Um tempão esperando. Mantendo a calma com uso de música e crianças gritando, mas gritando de empolgação, não de choro. Até um almofadinha brigando pra entrar antes no avião (e decolar na mesma hora que o resto) me pareceu divertido, daqueles divertimentos de quando a gente tem que se distrair e ser superior às distrações. Mas não foi pra isso que vim, vim pra ir embora, e sim, sei que ir embora é só mais outra ilusão.
Só começa com motores ligados e fazendo barulho, mas não começa quando anda, começa quando corre em linha reta balançando e a descrença capiro-humana na possibilidade dum bicho pesado e desembestado desses conseguir voar depois de uma corridinha dura alguns maravilhosos instantes de ingenuidade e desespero puros, daqueles que não dá nem tmepo de ter medo e VUSH, saímos do chão, o ar fica lá em baixo enquanto você sobe. Incrivelmente sobe e a descrença se agarra no rabo do avião, antes de de desfazer toda. A cidade lá em baixo te faz se sentir um pouco livre, ainda que o avião seja um filhote da cidade, que nunca desmama. Em segundos nuvens. Várias, umas cinzas umas brancas, cidade de novo, mais nuvens, sol, outras nuvens, sei que não posso mas é como se pudesse toca-las, com os dedos, no céu, não em uma montanha com uma nuvem neblina carrapato, nuvem nuvem, em seu habitat. E você pensa poxa que legal, que bacana, vou ficar aqui nadando nas nuvens e… e nada, estamos ainda inclinados com a barriga em direção às estrelas, nossa estrada, nossa orbitazinha fica lá onde as coisas não fazem mais sentido, e as nuvens são só um tapete EXTREMAMENTE luxuoso. E aí não é a liberdade de não fazer parte da cidade (da qual a gnete também é um filhote afinal, ao menso eu sou) e sim o absrudo de não fazer parte deste mundo. Ou você é nuvem ou vc é aquela coisa branca de termina no horizonte antes do azul infinito. Que graciosamente não é infinito, é só muito sol rebatendo na nossa cara e nem ele é azul.
Estou afogadas numa porçaõ de mentiras. As nuvens não sãod e algodão e o céu não é azul, só me parece e só parece agora e só parece poruqe estou na Terra. Se pasn isso é o que importa né? Estou na Terra. Ainda.
A pressão mudou várias vezes só enquanto escrevia isso. Melhor tentar dormir ou algo assim. Aquele abraço, você que ficam.
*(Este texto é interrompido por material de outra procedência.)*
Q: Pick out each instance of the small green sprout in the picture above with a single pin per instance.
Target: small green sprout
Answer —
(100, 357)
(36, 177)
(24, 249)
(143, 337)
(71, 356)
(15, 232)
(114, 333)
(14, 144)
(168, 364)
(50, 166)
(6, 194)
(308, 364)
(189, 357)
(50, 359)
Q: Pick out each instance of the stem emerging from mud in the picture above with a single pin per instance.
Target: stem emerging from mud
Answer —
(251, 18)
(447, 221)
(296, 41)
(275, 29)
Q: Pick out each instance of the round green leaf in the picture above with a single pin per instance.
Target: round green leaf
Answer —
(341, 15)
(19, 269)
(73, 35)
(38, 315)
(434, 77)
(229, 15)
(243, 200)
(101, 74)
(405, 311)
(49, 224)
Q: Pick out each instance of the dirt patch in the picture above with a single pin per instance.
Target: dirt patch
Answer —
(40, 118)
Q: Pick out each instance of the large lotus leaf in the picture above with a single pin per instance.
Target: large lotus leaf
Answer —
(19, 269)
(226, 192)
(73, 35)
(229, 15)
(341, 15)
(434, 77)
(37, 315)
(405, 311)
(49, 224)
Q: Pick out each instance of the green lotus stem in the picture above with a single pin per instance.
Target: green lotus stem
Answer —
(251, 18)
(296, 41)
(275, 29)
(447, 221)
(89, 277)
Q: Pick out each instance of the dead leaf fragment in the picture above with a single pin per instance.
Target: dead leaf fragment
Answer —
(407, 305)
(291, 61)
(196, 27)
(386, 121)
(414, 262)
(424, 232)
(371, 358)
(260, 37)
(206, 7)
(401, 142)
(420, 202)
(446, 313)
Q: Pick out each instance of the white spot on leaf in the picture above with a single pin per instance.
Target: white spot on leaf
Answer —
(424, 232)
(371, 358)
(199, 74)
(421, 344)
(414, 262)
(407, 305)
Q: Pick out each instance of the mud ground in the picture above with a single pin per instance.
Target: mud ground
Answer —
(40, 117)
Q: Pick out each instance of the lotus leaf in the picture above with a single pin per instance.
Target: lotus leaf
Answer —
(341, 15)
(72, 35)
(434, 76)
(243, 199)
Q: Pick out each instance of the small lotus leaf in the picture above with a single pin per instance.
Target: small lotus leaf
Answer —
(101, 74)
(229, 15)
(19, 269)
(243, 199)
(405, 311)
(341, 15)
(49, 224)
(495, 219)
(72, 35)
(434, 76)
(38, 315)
Mentira. Ia escrever porque estar a dois dias de partir me põe comovida como o diabo, mas que é um nome do balacobaco é.

Todas as vacas voam, Sócrates é uma vaca…

Tô numas de lembrar muito do curso de filosofia (por vários motivos) e mandei mensagem pra um ex-colega que dizia gostar muito de mim. Sem reposta ainda.

Se ele ou qualquer uma das pessoas que tentei contato me responder a partir de segunda, vai me descobrir fora de alcance, em Córdoba.